A London broadsheet thought this was a splendid idea, an editorial waxing lyrical about "cacooned welfare claimants" who had "scooped a handsome increase" from the "extraordinarily generous 2012 benefits uprating". Meanwhile, "hard-pressed working families are having to tighten their belts". Let us briefly deconstruct this argument. Ten quick points:

1. Indexation is not an increase. It is an uprating to prevent the poorest becoming even poorer. As Bill Scott of Inclusion Scotland asked yesterday: "If Iain Duncan Smith can freeze benefits, can the Government also freeze food, fuel and transport prices?"

2. Families affected already live on or below the poverty line. Allowing inflation to eat into their benefits merely increases the severity of their poverty in one of the richest countries in the world. (I challenge Mr Duncan Smith to try living on Job Seeker's Allowance.)

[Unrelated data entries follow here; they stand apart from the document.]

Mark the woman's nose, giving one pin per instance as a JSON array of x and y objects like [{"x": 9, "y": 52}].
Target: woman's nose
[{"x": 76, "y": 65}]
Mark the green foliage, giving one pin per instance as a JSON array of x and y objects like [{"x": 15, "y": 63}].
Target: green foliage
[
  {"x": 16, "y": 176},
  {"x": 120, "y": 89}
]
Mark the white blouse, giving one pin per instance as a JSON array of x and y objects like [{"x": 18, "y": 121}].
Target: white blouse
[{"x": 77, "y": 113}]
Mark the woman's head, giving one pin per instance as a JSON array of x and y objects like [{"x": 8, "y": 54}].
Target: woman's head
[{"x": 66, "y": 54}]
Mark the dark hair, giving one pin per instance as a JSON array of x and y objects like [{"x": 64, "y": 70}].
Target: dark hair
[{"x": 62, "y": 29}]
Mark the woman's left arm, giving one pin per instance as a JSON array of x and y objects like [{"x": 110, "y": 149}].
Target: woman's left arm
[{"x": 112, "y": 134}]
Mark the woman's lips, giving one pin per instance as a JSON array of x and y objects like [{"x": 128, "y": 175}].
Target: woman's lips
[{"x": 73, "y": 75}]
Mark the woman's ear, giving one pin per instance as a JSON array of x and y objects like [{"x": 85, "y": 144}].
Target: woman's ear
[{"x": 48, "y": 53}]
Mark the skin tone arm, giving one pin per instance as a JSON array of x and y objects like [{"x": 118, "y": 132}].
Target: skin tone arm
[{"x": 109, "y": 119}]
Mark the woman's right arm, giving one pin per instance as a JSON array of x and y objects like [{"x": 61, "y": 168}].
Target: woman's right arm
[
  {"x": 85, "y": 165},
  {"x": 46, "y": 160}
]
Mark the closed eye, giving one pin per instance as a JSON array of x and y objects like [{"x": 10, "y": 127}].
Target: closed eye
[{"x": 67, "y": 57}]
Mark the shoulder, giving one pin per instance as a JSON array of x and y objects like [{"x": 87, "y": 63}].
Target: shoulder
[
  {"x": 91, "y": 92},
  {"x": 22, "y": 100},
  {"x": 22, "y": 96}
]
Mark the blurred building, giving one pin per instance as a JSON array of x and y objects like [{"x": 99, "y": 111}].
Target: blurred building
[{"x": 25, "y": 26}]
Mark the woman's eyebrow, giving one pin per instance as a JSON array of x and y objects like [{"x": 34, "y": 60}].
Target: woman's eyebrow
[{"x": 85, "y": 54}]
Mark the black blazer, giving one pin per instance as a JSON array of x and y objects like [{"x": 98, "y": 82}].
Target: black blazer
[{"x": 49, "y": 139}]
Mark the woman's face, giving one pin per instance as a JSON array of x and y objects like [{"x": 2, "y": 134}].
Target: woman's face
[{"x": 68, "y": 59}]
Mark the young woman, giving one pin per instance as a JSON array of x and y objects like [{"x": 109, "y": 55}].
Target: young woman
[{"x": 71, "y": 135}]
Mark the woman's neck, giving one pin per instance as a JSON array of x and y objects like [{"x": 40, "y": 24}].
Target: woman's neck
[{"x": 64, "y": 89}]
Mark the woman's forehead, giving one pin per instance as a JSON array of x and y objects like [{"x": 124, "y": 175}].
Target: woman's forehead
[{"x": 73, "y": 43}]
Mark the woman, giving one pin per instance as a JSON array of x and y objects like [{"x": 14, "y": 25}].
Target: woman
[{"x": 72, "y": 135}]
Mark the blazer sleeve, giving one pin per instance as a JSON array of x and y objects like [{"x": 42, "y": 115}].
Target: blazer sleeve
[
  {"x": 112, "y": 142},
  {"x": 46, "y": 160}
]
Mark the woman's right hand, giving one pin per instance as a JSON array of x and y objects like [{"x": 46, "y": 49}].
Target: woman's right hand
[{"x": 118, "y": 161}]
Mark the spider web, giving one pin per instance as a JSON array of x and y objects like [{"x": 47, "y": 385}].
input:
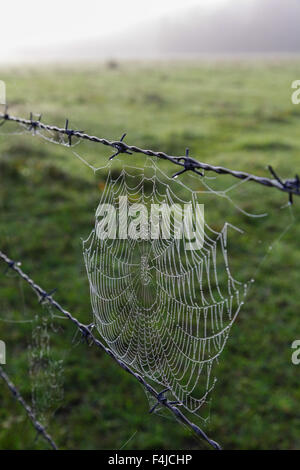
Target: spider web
[{"x": 165, "y": 311}]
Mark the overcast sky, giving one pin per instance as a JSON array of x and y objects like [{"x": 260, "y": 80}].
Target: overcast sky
[{"x": 25, "y": 24}]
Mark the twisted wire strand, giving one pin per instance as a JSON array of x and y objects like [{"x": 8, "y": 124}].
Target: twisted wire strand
[
  {"x": 37, "y": 425},
  {"x": 290, "y": 186},
  {"x": 85, "y": 330}
]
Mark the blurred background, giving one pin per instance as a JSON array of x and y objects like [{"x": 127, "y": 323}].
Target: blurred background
[{"x": 214, "y": 75}]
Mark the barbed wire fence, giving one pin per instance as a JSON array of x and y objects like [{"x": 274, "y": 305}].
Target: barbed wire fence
[
  {"x": 36, "y": 424},
  {"x": 291, "y": 186},
  {"x": 86, "y": 332}
]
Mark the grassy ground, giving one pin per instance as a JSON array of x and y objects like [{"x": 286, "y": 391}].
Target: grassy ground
[{"x": 234, "y": 114}]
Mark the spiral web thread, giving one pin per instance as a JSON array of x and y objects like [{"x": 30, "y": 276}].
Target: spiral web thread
[{"x": 159, "y": 307}]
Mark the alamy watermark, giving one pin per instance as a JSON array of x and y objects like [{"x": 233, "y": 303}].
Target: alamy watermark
[
  {"x": 2, "y": 352},
  {"x": 137, "y": 222},
  {"x": 296, "y": 94},
  {"x": 296, "y": 353},
  {"x": 2, "y": 92}
]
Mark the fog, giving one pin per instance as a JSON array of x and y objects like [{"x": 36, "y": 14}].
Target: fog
[{"x": 235, "y": 27}]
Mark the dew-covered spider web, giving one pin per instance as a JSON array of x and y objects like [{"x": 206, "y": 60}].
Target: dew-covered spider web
[{"x": 166, "y": 311}]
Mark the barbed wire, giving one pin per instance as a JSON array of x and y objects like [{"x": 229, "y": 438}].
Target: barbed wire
[
  {"x": 37, "y": 425},
  {"x": 86, "y": 331},
  {"x": 290, "y": 186}
]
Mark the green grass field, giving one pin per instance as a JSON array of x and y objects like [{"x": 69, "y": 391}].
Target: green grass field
[{"x": 235, "y": 114}]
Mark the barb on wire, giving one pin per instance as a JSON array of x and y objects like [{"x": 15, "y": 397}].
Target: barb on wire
[
  {"x": 86, "y": 330},
  {"x": 290, "y": 183},
  {"x": 290, "y": 186},
  {"x": 34, "y": 124},
  {"x": 120, "y": 148},
  {"x": 189, "y": 164},
  {"x": 37, "y": 425}
]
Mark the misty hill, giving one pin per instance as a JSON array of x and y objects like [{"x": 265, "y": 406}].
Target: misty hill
[{"x": 241, "y": 26}]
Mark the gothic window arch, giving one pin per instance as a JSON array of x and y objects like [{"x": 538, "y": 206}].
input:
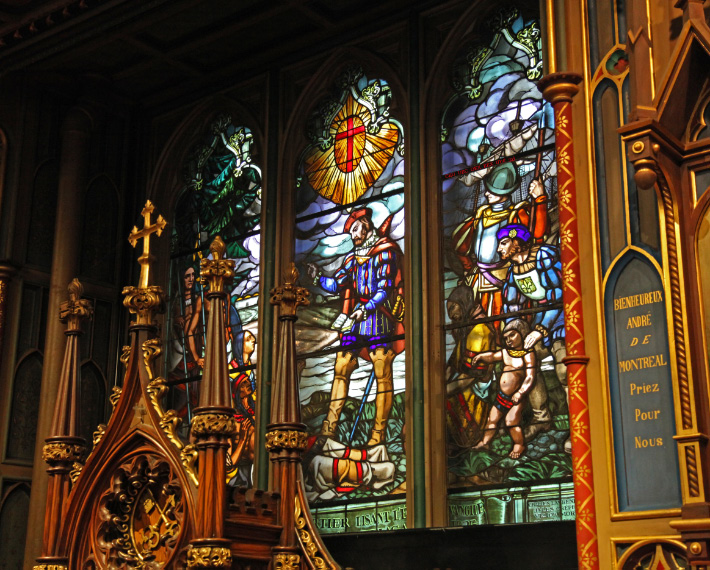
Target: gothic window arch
[
  {"x": 507, "y": 421},
  {"x": 220, "y": 196},
  {"x": 14, "y": 510},
  {"x": 101, "y": 208},
  {"x": 349, "y": 241}
]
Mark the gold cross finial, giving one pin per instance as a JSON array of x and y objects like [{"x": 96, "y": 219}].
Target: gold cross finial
[{"x": 146, "y": 259}]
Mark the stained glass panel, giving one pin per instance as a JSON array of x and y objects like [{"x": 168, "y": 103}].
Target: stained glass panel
[
  {"x": 506, "y": 406},
  {"x": 350, "y": 340},
  {"x": 221, "y": 197}
]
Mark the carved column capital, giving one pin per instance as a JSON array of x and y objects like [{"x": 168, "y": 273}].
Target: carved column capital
[
  {"x": 290, "y": 439},
  {"x": 287, "y": 561},
  {"x": 206, "y": 424},
  {"x": 218, "y": 271},
  {"x": 289, "y": 296},
  {"x": 76, "y": 309}
]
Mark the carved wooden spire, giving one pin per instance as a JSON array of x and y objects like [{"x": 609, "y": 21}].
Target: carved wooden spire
[
  {"x": 286, "y": 438},
  {"x": 213, "y": 424},
  {"x": 146, "y": 299},
  {"x": 64, "y": 448}
]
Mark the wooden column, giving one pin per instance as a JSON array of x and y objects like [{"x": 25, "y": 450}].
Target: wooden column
[
  {"x": 213, "y": 423},
  {"x": 559, "y": 89},
  {"x": 64, "y": 448},
  {"x": 6, "y": 273},
  {"x": 73, "y": 167},
  {"x": 286, "y": 435}
]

3. Support available to households with children has been cut already by 20%. According to the Institute for Fiscal Studies, they have borne the brunt of the cuts. Taking another £10bn out of the welfare budget, while protecting the state pension, would increase that figure to 25%. While Mr Duncan Smith told his Glasgow audience yesterday that Universal Credit will reduce child poverty in Scotland, the IFS says this reduction will be "more than offset" by other changes to tax and benefits. They predict 800,000 more British kids (80,000 in Scotland) will be pushed into poverty by 2020, without a radical shift in policy.

4. People who rely on benefits also have lost most from deep cuts in local services, on which they rely more than others.

5. "Making work pay" is the Government's mantra but many of Scotland's poorest claimants are those who are in work but who don't earn enough to escape destitution. That's my definition of a "hard-pressed working family". A freeze would hit them hardest, especially as it's combined with penalties for those unable to work more than 16 hours a week, in the tightest labour market in a generation.

6. For the disabled, who have had to jump through absurd Atos-styled hoops to hold on to their benefits, a freeze would add insult to injury. Even those deemed sufficiently disabled to receive state support will be told to meet increases in the cost of food and fuel themselves.

7. All in it together? Proposals to freeze benefits are set against a backdrop of income tax cuts for the richest that hand 14,000 millionaires £40,000 a year each. By contrast, the "extraordinarily generous 2012 uprating" increased JSA for under-25s by £2.80 per week.

8. Pensioners, who account for half the welfare budget, have been assured that state retirement pensions will be excluded from any change or freeze, even if they are multi-millionaires.

9. There is even talk of breaking the link between benefits and average earnings. DWP figures show the value of unemployment benefits compared with wages has already dwindled from 17% in 1980 to 10% today.

10. Taking money from the poorest would damage the entire economy as that is the section of society that can be relied upon to spend what they have.

Still convinced that freezing benefits makes sense? The Coalition can get away with such heartlessness because it has successfully demonised the poor. In the latest British Social Attitudes survey fewer than 60% said the state should be mainly responsible for ensuring the unemployed had enough to live on, down from nearly 90% in 2001. Can the LibDems be relied on to hold out against this scandalous proposal or will they follow Mitt Romney's lead and write off claimants as scroungers?